E voltando a conversa com o namorado. Ele me disse "se quiser fazer algo, inicie". Parece uma mensagem positiva por um lado. Por outro lado, nós dois ponderamos que, embora seja uma mensagem encorajadora por um lado, por outro ela pode ser muito inconveniente. Especialmente quando está lidando com alguém que não está bem com sua saúde mental. Por isso é mega insensível, por exemplo, chegar pra uma pessoa com depressão e dizer: olha pra sair dessa basta você dar o pontapé inicial. Tá, mas com que recursos? Por isso existe a necessidade de ajuda profissional. E eis o grande dilema, respeitar a saúde mental, mas ao mesmo tempo não deixar que a paralisia em não iniciar as coisas piore ainda mais a situação.

Sendo assim há dois processos importantes. Um que permita a se arriscar e poder fazer coisas novas ou retomar aquilo que ficou pra trás e que por uma série de inseguranças, ficaram guardadas. Outra é ver se, com o tempo e a devida reflexão, aquilo é realmente importante e não ver problema nenhum em descartar aquilo, que no fim das contas só servirá para alimentar uma neurose do tipo: preciso fazer tal coisa. A auto-ilusão do livro que citei.

Tão importante quanto se sentir vivo e capaz de se jogar na água fria, ao som da música que se gosta e sair com a pele maravilhosa é pensar no que realmente importante. Esse processo implica num exercício de auto conhecimento que na maioria das vezes surpreende.

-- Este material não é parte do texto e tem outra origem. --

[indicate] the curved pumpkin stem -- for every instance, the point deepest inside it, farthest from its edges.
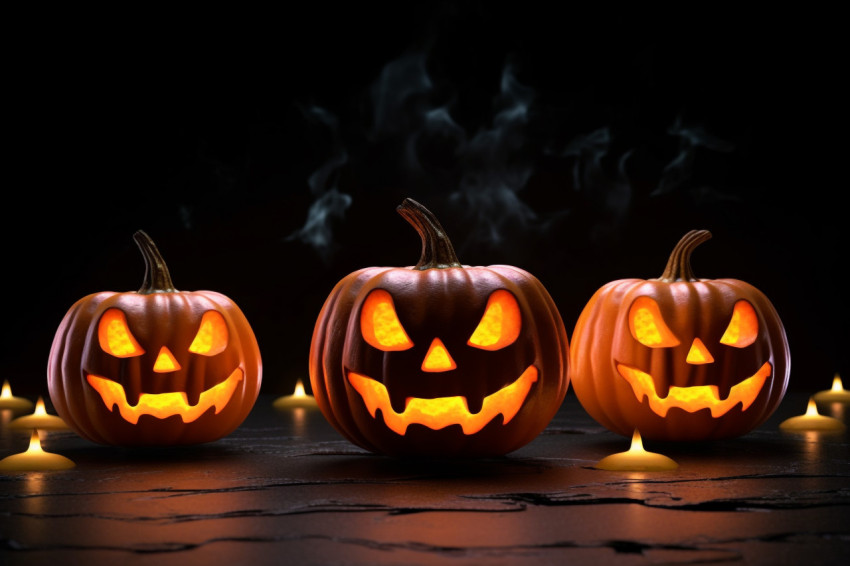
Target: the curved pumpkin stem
(157, 278)
(679, 265)
(437, 249)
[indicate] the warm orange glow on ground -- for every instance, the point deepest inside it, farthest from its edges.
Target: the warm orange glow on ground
(380, 325)
(637, 459)
(444, 411)
(697, 397)
(164, 405)
(500, 324)
(438, 358)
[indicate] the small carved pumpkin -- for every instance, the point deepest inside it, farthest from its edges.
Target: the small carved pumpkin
(439, 358)
(154, 367)
(680, 358)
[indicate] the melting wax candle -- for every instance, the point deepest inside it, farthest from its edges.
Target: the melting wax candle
(637, 459)
(812, 420)
(35, 459)
(836, 394)
(39, 419)
(299, 398)
(9, 401)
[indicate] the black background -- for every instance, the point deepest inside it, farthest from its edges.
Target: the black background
(579, 144)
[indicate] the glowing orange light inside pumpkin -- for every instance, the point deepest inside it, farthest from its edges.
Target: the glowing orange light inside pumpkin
(165, 361)
(164, 405)
(648, 326)
(115, 337)
(444, 411)
(212, 336)
(743, 328)
(438, 358)
(380, 325)
(699, 354)
(696, 397)
(500, 324)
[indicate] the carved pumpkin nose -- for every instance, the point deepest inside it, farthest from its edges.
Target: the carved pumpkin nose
(699, 354)
(165, 361)
(438, 358)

Especialmente porque aquela procastinação, aquele adiamento pode estar mascarando algum desejo que ainda não foi colocado pra fora e aquele "preciso fazer isso" e que nunca é feito funciona como uma represa pra esses desejos.

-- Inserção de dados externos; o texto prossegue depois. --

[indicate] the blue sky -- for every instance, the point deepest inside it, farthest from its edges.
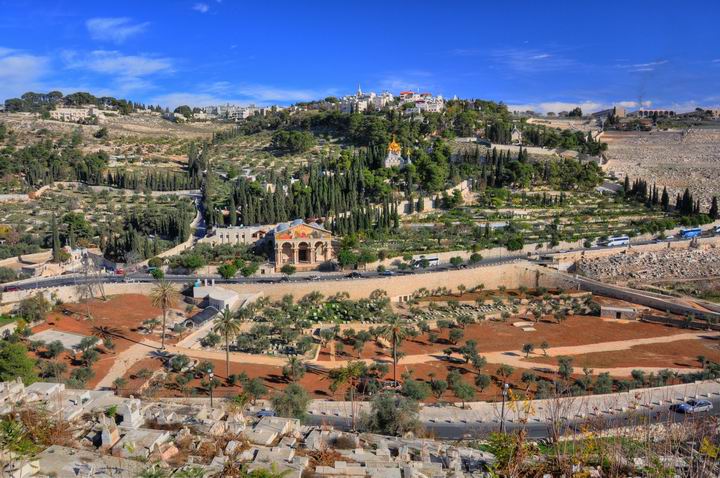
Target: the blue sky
(545, 55)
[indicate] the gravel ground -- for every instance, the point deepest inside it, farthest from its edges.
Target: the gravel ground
(651, 266)
(673, 159)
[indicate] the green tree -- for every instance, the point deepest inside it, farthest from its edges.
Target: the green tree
(227, 271)
(55, 238)
(55, 348)
(349, 374)
(164, 296)
(565, 369)
(294, 369)
(438, 387)
(482, 381)
(455, 335)
(228, 326)
(395, 330)
(288, 269)
(392, 414)
(15, 362)
(603, 383)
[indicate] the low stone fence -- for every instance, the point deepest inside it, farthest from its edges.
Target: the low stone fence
(658, 319)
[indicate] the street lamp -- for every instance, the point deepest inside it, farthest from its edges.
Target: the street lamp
(502, 412)
(211, 384)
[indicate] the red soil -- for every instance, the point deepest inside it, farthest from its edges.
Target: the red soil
(493, 336)
(121, 314)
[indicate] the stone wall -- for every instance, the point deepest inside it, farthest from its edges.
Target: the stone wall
(72, 293)
(510, 275)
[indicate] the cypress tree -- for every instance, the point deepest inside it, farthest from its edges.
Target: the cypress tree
(55, 239)
(713, 213)
(665, 200)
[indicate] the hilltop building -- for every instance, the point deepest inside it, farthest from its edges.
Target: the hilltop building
(652, 113)
(360, 101)
(74, 115)
(394, 157)
(303, 245)
(422, 102)
(516, 135)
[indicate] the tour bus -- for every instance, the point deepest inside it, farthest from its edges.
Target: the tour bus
(690, 233)
(617, 241)
(431, 262)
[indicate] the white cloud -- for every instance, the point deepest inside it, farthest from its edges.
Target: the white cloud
(530, 60)
(114, 29)
(201, 7)
(225, 92)
(20, 72)
(173, 100)
(557, 106)
(115, 63)
(588, 106)
(643, 67)
(265, 94)
(634, 104)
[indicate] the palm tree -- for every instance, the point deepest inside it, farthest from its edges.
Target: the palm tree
(395, 330)
(164, 296)
(227, 326)
(349, 374)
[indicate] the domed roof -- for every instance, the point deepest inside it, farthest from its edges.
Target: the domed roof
(394, 147)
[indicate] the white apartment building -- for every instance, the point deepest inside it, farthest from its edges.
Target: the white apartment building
(245, 235)
(73, 115)
(360, 101)
(237, 112)
(423, 102)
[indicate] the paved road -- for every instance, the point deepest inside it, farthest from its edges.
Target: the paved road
(75, 279)
(142, 277)
(537, 431)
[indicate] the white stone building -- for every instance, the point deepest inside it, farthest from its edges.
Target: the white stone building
(73, 115)
(360, 101)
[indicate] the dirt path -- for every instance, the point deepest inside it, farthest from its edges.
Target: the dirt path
(514, 358)
(124, 361)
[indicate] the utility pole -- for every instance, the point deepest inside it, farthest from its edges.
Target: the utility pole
(502, 412)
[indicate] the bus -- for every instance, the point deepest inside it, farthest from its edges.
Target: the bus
(690, 233)
(617, 241)
(425, 262)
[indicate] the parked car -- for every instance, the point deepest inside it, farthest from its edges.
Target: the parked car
(692, 406)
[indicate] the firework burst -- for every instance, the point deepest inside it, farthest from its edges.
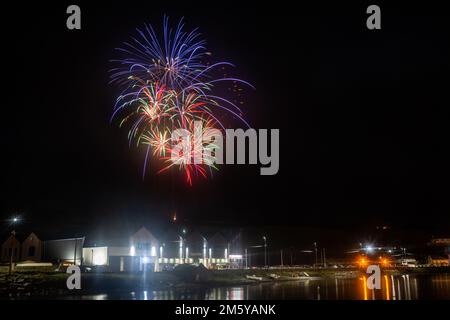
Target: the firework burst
(167, 84)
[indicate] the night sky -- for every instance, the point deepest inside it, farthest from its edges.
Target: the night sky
(363, 118)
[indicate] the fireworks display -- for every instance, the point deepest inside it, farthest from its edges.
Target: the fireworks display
(168, 84)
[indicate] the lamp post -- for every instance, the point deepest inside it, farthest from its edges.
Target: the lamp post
(13, 233)
(315, 250)
(265, 251)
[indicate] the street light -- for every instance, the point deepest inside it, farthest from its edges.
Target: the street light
(265, 251)
(13, 233)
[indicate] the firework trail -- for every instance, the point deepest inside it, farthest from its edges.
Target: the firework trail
(167, 84)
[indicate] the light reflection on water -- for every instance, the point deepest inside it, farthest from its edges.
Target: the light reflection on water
(402, 287)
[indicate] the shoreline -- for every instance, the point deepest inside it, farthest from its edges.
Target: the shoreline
(35, 284)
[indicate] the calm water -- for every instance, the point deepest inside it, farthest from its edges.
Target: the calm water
(406, 287)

 Volta e meia cito nos meus textos e penso no processo de "cortar as inutilidades" dos poetas neoclássicos, a necessidade de um bom acabamento. Um caminho bom no processo de auto conhecimento é reconhecer onde é preciso fazer esses acabamentos, riscando aquilo que for inútil. E poder dar início, se jogar, nas coisas que realmente importam.